Yay!  I have a Timeslip Tuesday post!  Time Travelling with a Hamster, by Ross Welford (Schwartz & Wade, October 4, 2016) is more than just a cute hamster adventure, but is also a rather moving story of time travel used in its most personally powerful way--to save the life a beloved parent.  It begins thus:

My dad died twice. Once when he was thirty-nine and again four years later, when he was twelve.

Al Chaudhury's dad died, and his mom remarried, so Al now has a stepfather and stepsister, and a hole in his heart where his father was.  But then on his 12th birthday, a letter from his father arrives, and gives him hope that his loss might be undone.  The letter sends Al on a mission back in time.  Back in the bunker at their old house, his father had built a time machine, that actually works.  If Al can go back to 1984, and prevent the go-kart accident that will ultimately lead to his father's death, that death won't happen after all.  So Al, accompanied by his pet hamster, sets out to the past.

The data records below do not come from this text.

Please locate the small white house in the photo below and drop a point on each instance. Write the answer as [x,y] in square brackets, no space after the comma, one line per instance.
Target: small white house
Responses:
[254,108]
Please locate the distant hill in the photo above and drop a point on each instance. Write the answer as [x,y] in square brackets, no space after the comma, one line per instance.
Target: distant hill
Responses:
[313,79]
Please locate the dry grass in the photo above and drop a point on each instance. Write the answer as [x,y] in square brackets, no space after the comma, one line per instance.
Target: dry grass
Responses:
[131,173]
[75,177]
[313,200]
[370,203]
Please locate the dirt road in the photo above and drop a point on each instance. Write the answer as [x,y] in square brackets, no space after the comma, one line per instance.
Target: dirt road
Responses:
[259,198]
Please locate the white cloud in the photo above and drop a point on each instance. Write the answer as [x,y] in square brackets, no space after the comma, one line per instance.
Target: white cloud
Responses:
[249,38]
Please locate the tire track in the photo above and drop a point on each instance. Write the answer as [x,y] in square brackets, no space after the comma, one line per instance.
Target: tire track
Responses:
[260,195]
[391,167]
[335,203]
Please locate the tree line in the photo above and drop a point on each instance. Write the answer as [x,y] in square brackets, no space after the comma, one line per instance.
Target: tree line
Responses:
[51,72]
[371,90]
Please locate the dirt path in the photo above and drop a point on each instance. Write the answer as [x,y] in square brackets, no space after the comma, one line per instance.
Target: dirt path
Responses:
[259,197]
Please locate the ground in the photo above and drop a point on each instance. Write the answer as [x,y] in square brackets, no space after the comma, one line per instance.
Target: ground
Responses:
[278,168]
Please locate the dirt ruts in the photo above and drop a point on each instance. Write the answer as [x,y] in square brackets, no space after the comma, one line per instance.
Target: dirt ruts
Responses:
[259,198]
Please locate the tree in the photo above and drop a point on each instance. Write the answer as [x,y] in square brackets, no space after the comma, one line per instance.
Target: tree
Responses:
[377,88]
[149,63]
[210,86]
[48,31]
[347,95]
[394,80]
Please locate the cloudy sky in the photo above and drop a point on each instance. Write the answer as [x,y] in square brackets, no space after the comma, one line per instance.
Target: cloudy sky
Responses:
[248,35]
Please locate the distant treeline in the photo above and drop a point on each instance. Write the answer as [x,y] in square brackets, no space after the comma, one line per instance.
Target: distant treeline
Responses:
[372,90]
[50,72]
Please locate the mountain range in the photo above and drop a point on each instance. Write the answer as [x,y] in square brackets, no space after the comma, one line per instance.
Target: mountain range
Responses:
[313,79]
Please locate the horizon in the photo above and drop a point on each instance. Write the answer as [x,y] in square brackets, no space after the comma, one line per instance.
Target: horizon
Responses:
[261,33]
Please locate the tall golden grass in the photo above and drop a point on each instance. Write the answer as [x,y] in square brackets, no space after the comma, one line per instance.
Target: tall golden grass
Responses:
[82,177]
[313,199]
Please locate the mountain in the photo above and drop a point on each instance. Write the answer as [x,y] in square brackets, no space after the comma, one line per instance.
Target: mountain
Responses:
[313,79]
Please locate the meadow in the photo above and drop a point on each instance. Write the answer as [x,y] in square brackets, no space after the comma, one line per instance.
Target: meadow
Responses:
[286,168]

Time travel, though, is tricky and complicated, and though it seems easy to change one specific event it's harder than Al thought (hence the second death of his father when only twelve, that ends up with Al in a very sad present.  And it's hard for Al to get to the bunker, which is quite far from his new house.  Misadventures and mishaps (stealing his grand-dad's moped, setting his school on fire, dealing with a bully back in his dad's childhood, endangering his hamster) make his job difficult, but he is determined....

So it's a story of desperation, with funny bits and tense bits (that other people might find more amusing then me, for whom tension is never funny), and there's extra depth from familial connections, such as that between Al and his Indian grand-dad, and extra interest for us US readers, from the English setting.

In short, it's a good read, one that keeps complicating things until its not clear that things will work out for Al, his dad, or the hamster, but happily, it does end well!